Marie Curie made almost 100 of its staff redundant at the end of June, it has emerged.
The end-of-life charity said the measure was necessary to safeguard its long-term financial sustainability as it navigates a tough operating environment, with commissioning income not keeping pace with the cost of delivering hospice care.
It warned that this was leading to an “overreliance on charitable fundraising to deliver hospice and hospice care at home services”.
The staff cuts at Marie Curie come less than a year after its annual financial report revealed that its employee numbers had swelled by more than 100 during the 12 months to 31 March 2023. At the time, it reported a deficit of £8.7m but said this was as a result of pursuing growth.
In all, the charity is making 99 out of 3,188 employees redundant, equivalent to about 3% of staff.
This week another national charity, Sue Ryder, highlighted increasing staff costs, including National Living Wage uplifts, and a 25% increase in the price of food, medical supplies and utilities as it published its annual accounts.

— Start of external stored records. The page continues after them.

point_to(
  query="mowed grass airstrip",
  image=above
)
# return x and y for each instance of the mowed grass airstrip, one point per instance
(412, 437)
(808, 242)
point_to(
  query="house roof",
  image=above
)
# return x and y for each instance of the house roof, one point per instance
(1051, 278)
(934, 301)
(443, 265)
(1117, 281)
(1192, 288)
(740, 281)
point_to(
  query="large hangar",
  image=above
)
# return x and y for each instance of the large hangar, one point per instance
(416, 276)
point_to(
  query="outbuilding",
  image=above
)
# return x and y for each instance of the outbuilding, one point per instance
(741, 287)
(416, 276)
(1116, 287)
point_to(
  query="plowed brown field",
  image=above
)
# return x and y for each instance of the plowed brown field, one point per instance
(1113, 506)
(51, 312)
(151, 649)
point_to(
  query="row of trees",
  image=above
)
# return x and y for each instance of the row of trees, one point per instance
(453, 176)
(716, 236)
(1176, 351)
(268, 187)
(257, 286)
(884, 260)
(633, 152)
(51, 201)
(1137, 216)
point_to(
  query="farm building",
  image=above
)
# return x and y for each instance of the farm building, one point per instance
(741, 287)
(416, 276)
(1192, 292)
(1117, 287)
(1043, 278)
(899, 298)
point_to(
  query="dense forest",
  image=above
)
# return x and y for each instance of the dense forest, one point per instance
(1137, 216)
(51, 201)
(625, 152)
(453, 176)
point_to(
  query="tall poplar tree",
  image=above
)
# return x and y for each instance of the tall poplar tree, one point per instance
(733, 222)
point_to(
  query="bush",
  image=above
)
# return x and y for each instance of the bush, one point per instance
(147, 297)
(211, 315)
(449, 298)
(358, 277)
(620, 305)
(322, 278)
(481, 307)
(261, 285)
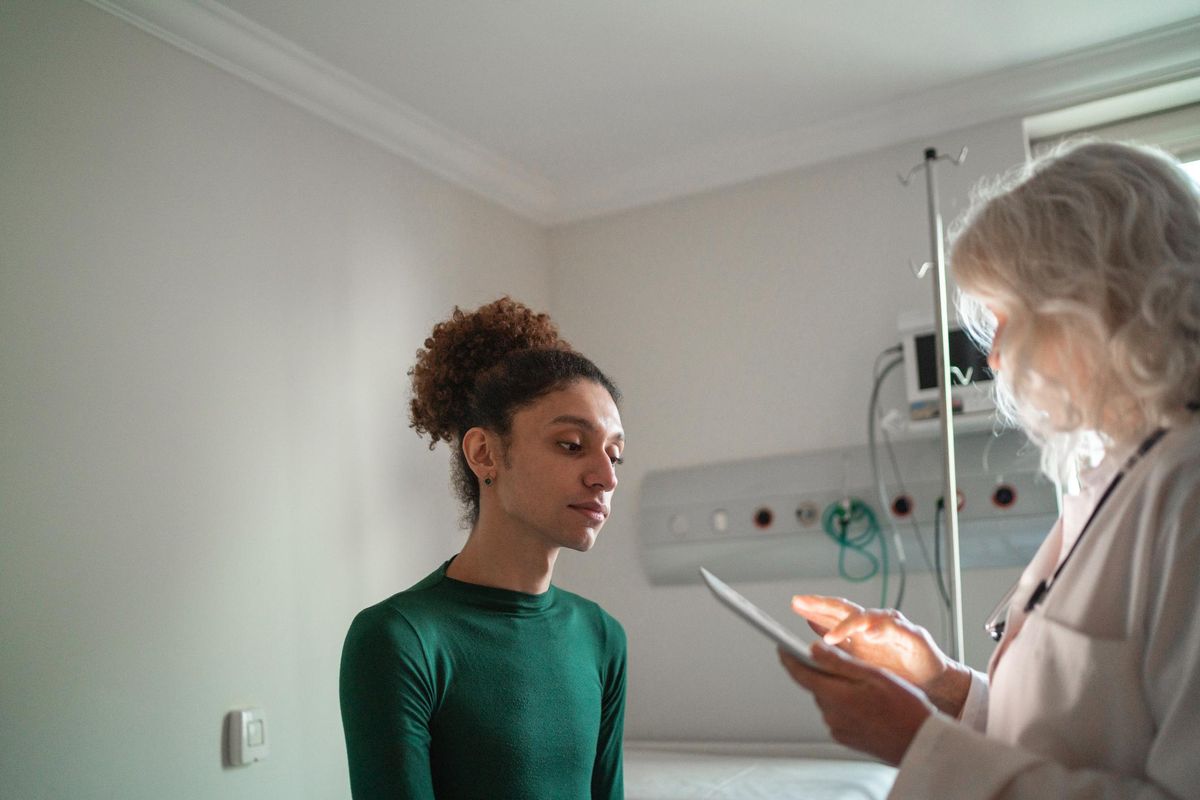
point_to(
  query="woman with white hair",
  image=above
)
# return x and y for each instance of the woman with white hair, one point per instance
(1083, 271)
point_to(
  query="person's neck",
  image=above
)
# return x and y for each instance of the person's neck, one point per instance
(504, 558)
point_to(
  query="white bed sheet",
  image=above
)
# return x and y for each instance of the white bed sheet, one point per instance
(663, 775)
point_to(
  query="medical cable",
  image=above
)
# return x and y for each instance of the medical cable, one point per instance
(838, 521)
(871, 422)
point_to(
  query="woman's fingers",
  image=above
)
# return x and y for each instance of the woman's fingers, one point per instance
(823, 611)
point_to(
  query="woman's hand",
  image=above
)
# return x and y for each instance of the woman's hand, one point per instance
(865, 708)
(888, 641)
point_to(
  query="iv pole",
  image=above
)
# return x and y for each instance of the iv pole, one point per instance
(945, 407)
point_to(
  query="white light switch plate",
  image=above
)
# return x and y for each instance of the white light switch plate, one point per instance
(246, 733)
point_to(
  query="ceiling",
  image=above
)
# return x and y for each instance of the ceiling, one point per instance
(563, 109)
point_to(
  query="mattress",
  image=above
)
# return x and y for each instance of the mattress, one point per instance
(671, 775)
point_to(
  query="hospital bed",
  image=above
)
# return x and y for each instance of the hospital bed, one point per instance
(727, 771)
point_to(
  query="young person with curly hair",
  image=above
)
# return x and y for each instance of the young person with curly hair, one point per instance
(1083, 271)
(484, 679)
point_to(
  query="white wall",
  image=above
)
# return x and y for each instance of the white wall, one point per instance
(208, 304)
(744, 323)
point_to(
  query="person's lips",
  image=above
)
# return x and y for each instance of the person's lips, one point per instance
(593, 511)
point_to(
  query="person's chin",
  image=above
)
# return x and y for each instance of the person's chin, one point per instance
(583, 540)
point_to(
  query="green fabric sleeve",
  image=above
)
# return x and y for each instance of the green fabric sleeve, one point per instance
(387, 701)
(607, 779)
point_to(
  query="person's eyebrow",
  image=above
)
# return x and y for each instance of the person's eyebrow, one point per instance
(587, 425)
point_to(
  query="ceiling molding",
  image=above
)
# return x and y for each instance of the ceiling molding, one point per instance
(232, 42)
(1158, 56)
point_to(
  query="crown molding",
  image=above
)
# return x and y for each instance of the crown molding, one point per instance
(1158, 56)
(237, 44)
(232, 42)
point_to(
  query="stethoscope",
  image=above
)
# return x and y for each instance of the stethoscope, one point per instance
(997, 619)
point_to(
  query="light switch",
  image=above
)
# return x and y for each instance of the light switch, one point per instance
(246, 734)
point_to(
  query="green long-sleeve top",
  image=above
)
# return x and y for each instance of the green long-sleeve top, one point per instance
(453, 690)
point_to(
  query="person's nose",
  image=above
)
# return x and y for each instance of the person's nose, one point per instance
(603, 474)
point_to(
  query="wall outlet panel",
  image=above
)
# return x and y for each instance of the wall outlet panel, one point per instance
(760, 519)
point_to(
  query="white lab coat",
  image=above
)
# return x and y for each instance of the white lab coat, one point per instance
(1097, 692)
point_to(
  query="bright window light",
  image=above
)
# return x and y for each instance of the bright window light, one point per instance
(1193, 168)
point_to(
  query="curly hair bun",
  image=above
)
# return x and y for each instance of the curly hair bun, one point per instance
(459, 350)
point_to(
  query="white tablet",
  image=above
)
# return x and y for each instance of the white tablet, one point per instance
(761, 620)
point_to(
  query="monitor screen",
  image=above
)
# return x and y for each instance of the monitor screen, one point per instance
(965, 356)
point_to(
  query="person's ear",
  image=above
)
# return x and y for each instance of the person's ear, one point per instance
(480, 449)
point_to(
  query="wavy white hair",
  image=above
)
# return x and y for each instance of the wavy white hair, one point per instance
(1095, 250)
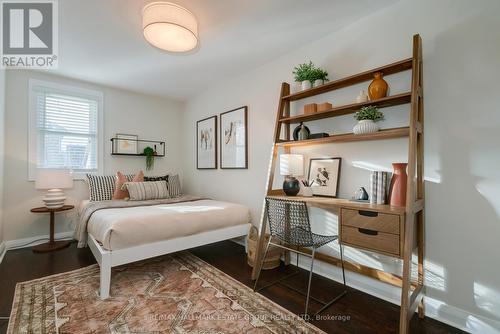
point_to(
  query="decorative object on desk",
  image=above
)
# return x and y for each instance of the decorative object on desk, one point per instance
(306, 190)
(206, 143)
(291, 165)
(150, 157)
(378, 187)
(367, 118)
(307, 74)
(362, 97)
(361, 195)
(54, 180)
(324, 106)
(234, 135)
(273, 257)
(378, 87)
(318, 135)
(126, 144)
(397, 192)
(297, 129)
(324, 176)
(310, 108)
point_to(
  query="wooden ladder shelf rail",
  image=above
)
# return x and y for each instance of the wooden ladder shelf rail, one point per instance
(412, 292)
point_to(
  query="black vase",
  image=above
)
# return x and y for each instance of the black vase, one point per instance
(291, 186)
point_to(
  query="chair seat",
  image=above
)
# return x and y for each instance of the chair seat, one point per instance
(301, 237)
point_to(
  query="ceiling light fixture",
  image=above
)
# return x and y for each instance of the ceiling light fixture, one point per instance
(169, 27)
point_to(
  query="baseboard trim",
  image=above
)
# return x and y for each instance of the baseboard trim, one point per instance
(36, 240)
(434, 309)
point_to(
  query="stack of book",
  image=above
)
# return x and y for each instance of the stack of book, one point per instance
(378, 187)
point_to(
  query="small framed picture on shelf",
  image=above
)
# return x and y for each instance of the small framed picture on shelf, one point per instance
(206, 143)
(324, 176)
(233, 137)
(125, 144)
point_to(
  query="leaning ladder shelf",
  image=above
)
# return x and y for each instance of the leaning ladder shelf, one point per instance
(411, 292)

Sue Ryder has also shed staff, divesting its neurological services.
‘Tough but necessary decision’
Matthew Tyler, Marie Curie’s chief financial officer, said the charity’s operating context had become “increasingly challenging”.
“While fundraising has been robust, the level of NHS funding we receive for our commissioned services is not increasing at the same rate as our costs to deliver high quality end-of-life care,” he said.
“To protect the vital care and support we provide to people at the end of life and ensure our long-term financial sustainability, we have had to take the tough but necessary decision to make some changes to the charity’s support functions,” he added.
None of the charity’s frontline clinical and patient-facing, information and support, or retail teams were impacted by the changes, Tyler said. Marie Curie did not answer questions from Civil Society about the specific teams affected by the cuts or what the redundancies would mean for service delivery.
“The way the hospice sector is currently funded is unsustainable. Something must change soon, or we will continue to see cuts in end-of-life care across the UK,” Tyler said. “Too many people are dying in unnecessary pain, in poverty, and alone, and it needs to stop. We need the new government to fix this urgent crisis.”
As the government considers the NHS pay award for 2024/25, “we would also ask for serious consideration to be given to how it will be ensured that any increases are fully funded for non-NHS providers of NHS services, like Marie Curie”, Tyler said.
“Failure to address this longstanding issue contributes to an overreliance on charitable fundraising to deliver hospice and hospice care at home services, and to an ever-growing postcode lottery in the availability of end-of-life care.”
From surplus to deficit
In its most recently published accounts, for the year ending 31 March 2023, Marie Curie posted a deficit of £8.7m despite benefiting from a record £44m in legacies.
The charity’s total reported income was £167.3m, slightly up from the year before (£165.8m) but down from 2021 (£170.6m).
In each of those previous two years, Marie Curie reported a surplus – £25m in 2021 and £12m in 2022. Between 2021 and 2023 its income from government grants dwindled from £22.7m to just £62,000, while income from charitable activities fell by more than £20m even as expenditure on those activities rose.
The 2023 report said the year-end deficit reflected “increased investment in growth across the full scope of our activity, with charitable activity spend increasing by 13% to £126.7m (2022: £111.7m)”.
Over that year, the average number of employees at the charity grew from 3,721 to 3,843 despite a national shortage of healthcare workers, thanks to a successful social media-driven campaign.